Publicada, anteriormente, no Diário Carioca,  coluna Primeiro Plano, de 18/11/1951, alterada, e sem título.  Para localização da respectiva crônica, buscar por "Os dias se alongam...".

Os dias se alongam, os crepúsculos têm mais cores, e ouviremos breve nas tardes imensas aquilo que um escritor de expressões certas chamou o esporro das cigarras. Os tons vão se tornando mais nítidos e intensos no ar pesado e claro. O excesso de luz torna os volumes difusos, os olhos doem. Estamos caminhando para o verão.

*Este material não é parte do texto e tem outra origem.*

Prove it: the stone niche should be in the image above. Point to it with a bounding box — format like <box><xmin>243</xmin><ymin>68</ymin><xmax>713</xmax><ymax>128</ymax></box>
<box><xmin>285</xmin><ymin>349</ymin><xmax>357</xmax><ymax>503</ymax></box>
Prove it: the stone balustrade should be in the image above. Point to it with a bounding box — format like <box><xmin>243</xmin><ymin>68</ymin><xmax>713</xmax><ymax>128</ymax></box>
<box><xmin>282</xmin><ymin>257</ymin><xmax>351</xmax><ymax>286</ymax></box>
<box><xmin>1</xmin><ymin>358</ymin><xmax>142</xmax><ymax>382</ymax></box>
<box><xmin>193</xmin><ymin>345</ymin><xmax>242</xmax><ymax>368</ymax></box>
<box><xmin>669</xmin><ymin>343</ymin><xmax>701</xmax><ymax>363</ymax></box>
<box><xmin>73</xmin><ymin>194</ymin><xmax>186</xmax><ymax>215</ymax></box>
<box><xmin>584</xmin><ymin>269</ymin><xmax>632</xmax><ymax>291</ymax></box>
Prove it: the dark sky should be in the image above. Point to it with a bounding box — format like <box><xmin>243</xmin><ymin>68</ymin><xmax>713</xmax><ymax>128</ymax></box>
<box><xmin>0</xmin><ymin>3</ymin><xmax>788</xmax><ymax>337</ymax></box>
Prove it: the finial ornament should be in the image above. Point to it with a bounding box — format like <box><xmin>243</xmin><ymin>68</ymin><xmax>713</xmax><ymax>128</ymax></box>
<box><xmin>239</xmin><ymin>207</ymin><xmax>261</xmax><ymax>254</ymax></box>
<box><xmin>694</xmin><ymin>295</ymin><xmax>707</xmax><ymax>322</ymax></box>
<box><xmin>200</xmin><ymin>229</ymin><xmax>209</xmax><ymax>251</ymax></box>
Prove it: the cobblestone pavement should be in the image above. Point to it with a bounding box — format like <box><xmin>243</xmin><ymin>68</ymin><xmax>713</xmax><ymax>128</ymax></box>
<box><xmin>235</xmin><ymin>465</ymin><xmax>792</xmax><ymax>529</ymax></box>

Só depois de muitos séculos veio um poeta discordar da euforia europeia ao chegar da primavera, chamando o abril inglês, dos lilases excitantes, o mais cruel dos meses. Mas entre nós as divergências sobre o verão são antigas e gerais. Temos o hábito de perguntar se a pessoa gosta ou não do verão. E as pessoas, diversas pela forma, pelo peso, condição social, sensibilidade, porosidade a preconceitos, têm um modo particular de viver o verão e senti-lo.

O homem cordial acha facilmente encantos no verão; o de coração opaco só tem sentido para o calor. As mulheres ficam mais nuas. A própria vida parece que fica mais nua. O verão carioca sempre respirou um erotismo forte.

O rico irá agora respirar em Petrópolis e Teresópolis o ar fino da serra; a classe média ficará por aqui mesmo penando e se divertindo; o pobre, sem outro escolher, continuará a quebrar pedras, e digo quebrar pedras porque estou ouvindo lá fora o golpe da marreta na alvenaria.

Os langores estivais da gente bem, seus passatempos nas cidades frescas, são monótonos, Petrópolis é invenção de maridos. Constroem lá um amor de casa e sobem as mulheres no verão — é tão bom para as crianças. Ficam eles por aqui, felizes, e vão ver a família nos fins de semana e falam com ar dramático dos que podem deixar o Rio durante os dias de calor.

O verão, sem dúvida nenhuma, é para a mocidade, todas as duas, a melhor, que é a do corpo, ou a sofrível, que é a do espírito. Porque o verão do Rio não é paz, é combate. Ameaça-nos a todo momento a doce idiotice tropical. Muitos caem na batalha e passam três meses em absoluto estado de estupidez. Que calor! Que calor! E não têm a iniciativa de escancarar a alma às curiosidades, às poesias, aos prazeres do estio.

Tempo também de estremecidos lirismos. Mais evidente e palpável se torna o mar, não apenas a água fresca onde é bom mergulhar o corpo, não apenas o espaço largo de onde bafeja a viração, não o mar assombrado pelo guaiar aflito dos ventos, não o mar dos iates grã-finos bordejando a Guanabara, mas o mar dos desejos insatisfeitos, o mar de um poder estranho e eterno, cheio de insinuações abstratas ao medo de viver e ao pânico de morrer.

Corrigindo a dureza desta cidade seca, o mar suaviza a aspereza de nossa vida, lançada para a frente, no sentido da linha reta, quando seria mais natural e doce seguir a curva de nossos caprichos e paixões. O mar é às nossas almas tímidas, viciadas na usura de satisfações pequenas, um convite forte ao arrebatamento, às dissipações.

Retórica pura? Relevem-m’a. É o verão. Devo dizer que as imagens desmedidas dos cronistas é a mais inocente das consequências desta época de calor. Devo dizer que os dois polos de que falava Baudelaire — um no sentido do bem, o outro no sentido do mal — não se equilibram no verão, pesando mais a agulha do mal. É agora que as coisas inesperadas acontecem: a donzela que muda de conduta, o vigário que larga a batina, os assassinatos absurdos, o frívolo que andava à malta e se casa e se faz exemplar, as resoluções insensatas, os desatinos populares, tudo isso que é surpreendente ou torto se registra com mais frequência durante os meses quentes. A “leva de verão”, dos maridos que abandonam o lar de dezembro a março, já um fato da sociologia carioca.

Existe um segredo do verão. Força é ter ouvido fino para entendê-lo. Um segredo que está no ar, nos bares, nas praias, na pele das mulheres, no olhar ansioso dos homens, na agitação geral, um segredo sensível àqueles ouvidos finos como o murmúrio de vozes distantes.